Aravind Rengan is an assistant professor at IIT Hyderabad. From being a medical doctor to becoming a nanoscientist, he took a rather circuitous route to becoming a researcher. In an interesting and entertaining talk today at YIM 2017, Aravind talked about his research. Below are excerpts from an subsequent interview with IndiaBioscience.
In your talk today you mentioned Brachistochrone – a concept from physics-is a metaphor for your life and research. Can you please elaborate on that?
Brachistochrone is a problem in physics put forward by Bernoulli in the 17th century where he asked what is the fastest route to travel from point A to B? Intuitively one would think that the shortest path would be the fastest. But it is not so. Here gravity plays a role and it is the longer route which is fastest. This fastest path is shaped somewhat like a curve and is called the Brachistochrone path.
Similarly, in my career I took a longer route. After finishing my MBBS I decided to do an M.Tech and I was the oldest in my class. A PhD followed and eventually I was able to get a faculty position in IIT, Hyderabad. Surprisingly, I am one of the younger ones in the lot. So I took a longer path and yet was fast. That’s the analogy I was trying to draw on.
Tell us a bit about what do you work on in your lab?
Brachistochrone is a good analogy for how I approached work in my lab too. Usually people start with a nanomaterial, look at its applications and publish. However, in my lab we are going that extra mile to see if our nanomaterial can qualify for clinical validation too. We are taking the longer route and yet hoping to get there faster.
We work with silica gold – a nanomaterial used in photothermal therapy to treat cancer. It is a nonbiodegradable material, and it stays in the body for a long time. It is too big to be excreted out of the body through the renal route. It needs to be in the range of 5 – 8 nm to be excreted that way. However, this size range is not acceptable for photothermal therapy; it is too small.
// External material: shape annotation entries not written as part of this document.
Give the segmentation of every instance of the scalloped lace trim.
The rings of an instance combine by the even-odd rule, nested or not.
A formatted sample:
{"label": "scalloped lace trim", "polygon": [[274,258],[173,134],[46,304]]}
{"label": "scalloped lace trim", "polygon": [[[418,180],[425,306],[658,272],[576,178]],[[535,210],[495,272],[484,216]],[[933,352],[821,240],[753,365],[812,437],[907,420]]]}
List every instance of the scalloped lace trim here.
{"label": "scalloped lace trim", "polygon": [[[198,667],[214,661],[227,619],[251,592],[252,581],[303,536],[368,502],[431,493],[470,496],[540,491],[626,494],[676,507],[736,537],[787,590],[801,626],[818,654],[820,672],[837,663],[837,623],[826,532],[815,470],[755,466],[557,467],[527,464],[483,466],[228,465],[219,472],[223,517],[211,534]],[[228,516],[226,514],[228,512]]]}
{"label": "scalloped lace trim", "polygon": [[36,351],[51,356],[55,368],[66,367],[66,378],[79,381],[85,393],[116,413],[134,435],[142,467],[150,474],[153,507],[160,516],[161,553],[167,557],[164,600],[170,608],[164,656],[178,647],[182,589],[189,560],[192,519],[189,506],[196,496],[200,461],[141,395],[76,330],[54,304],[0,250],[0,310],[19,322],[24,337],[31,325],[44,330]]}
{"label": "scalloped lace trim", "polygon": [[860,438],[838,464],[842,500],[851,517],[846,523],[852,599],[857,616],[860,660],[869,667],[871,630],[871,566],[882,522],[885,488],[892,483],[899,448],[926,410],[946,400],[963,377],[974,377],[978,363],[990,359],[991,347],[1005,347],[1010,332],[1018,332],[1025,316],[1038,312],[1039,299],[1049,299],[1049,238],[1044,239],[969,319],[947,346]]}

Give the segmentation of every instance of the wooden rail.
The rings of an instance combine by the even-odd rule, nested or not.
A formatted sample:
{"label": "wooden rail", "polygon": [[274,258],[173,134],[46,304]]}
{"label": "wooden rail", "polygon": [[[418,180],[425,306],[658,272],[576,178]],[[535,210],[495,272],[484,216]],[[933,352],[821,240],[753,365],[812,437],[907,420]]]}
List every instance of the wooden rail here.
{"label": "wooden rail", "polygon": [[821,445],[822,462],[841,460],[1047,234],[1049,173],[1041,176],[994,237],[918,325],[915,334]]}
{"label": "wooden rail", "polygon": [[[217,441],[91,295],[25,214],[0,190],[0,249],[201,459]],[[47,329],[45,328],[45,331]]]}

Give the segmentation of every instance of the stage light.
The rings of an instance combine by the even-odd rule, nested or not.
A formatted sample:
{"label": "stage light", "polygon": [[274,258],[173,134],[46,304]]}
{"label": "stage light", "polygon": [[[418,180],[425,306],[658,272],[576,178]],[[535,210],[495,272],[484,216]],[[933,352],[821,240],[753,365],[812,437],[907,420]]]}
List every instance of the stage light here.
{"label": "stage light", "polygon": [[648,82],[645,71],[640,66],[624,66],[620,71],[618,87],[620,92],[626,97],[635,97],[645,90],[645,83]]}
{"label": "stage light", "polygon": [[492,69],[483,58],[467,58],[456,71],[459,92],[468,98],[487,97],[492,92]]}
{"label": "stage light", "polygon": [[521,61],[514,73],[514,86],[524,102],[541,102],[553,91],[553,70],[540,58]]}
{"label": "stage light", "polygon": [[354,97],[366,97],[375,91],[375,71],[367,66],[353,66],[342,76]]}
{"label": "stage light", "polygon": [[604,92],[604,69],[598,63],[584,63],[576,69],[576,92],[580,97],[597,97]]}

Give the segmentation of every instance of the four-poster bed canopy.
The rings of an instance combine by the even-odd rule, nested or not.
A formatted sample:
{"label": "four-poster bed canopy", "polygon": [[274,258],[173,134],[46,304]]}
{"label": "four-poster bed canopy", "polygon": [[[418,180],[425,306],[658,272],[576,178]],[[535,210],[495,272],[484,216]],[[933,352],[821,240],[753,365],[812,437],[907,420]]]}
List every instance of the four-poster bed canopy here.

We have come up with a novel way of synthesising these particles that help them meet both criteria – effective renal clearance and optimal phototherapy. What we have done is replace the silica in silica-gold with liposomes. Our gold-coated liposomes are big enough to respond to phototherapy. Additionally, during the process of phototherapy, they are degraded into very small particles that can be effectively cleaned out of the body through the renal route.
Are you doing something to make your research more relevant in the Indian context?
The liposomes we use are very expensive, which makes any drug modeled on our nanomaterial very expensive too. We are now working to replace it with things that cost less and can make drugs more affordable.
Research in nanotechnology has exploded in India in the recent past. Every week we have a paper that either talks about a more efficient way of synthesising a nanomaterial or about a new magical nanomaterial. However, hardly anything gets translated into a real product. What do you have to say about that?
Well, as a researcher one always thinks of doing something novel. Currently the novelty lies in making more fancy nanomaterial. It is also important for getting our publications.
However translating all this research into a commercially or a clinically viable product takes some time. For example Doxil and Abraxane are two nanodrugs available for breast cancer. Technology for these was developed long ago. So all the new research coming out now, might or might not get translated into something worthwhile. But we won’t know until some time.